问题
I am currently working on building a classifier using c5.0. I have a dataset of 8000 entries and each entry has its own i.d number (1-8000). When testing the performance of the classifier I had to make 5sets of 10:90 (training data: test data) splits. Of course any training cases cannot appear again in the test cases, and duplicates cannot occur in either set.

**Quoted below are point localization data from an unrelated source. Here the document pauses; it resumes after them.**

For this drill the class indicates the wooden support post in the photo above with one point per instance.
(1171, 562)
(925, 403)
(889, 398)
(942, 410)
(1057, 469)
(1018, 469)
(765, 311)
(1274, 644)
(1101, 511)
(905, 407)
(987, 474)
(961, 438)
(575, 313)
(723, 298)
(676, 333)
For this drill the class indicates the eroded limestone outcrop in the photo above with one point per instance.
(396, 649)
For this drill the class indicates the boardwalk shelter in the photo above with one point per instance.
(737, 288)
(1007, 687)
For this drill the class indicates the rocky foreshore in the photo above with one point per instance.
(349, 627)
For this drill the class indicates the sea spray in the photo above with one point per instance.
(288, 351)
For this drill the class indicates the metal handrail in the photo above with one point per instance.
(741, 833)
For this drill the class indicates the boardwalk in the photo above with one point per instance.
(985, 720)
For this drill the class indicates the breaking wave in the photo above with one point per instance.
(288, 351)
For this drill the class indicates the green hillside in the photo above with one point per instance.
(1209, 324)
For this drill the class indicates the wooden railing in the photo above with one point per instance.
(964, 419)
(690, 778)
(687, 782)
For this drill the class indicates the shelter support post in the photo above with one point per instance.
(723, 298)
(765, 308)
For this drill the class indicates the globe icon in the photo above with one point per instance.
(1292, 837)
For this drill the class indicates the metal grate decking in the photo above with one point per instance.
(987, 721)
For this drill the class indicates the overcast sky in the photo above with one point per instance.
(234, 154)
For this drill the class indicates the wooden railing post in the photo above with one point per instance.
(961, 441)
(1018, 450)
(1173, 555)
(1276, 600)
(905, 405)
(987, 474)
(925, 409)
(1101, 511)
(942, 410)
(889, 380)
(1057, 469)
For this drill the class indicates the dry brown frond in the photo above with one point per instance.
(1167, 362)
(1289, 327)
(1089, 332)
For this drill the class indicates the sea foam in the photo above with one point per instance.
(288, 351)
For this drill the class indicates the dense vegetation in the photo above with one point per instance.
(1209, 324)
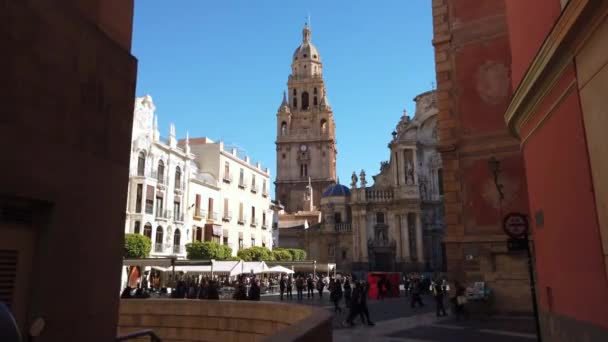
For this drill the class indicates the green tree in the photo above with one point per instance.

To solve the problem of picking examples at random for the training data, and making sure the same cannot be picked for the test data I have developed a horribly slow method;
fill a file with numbers from 1-8000 on separate lines.
randomly pick a line number (from a range of 1-8000) and use the contents of the line as the id number of the training example.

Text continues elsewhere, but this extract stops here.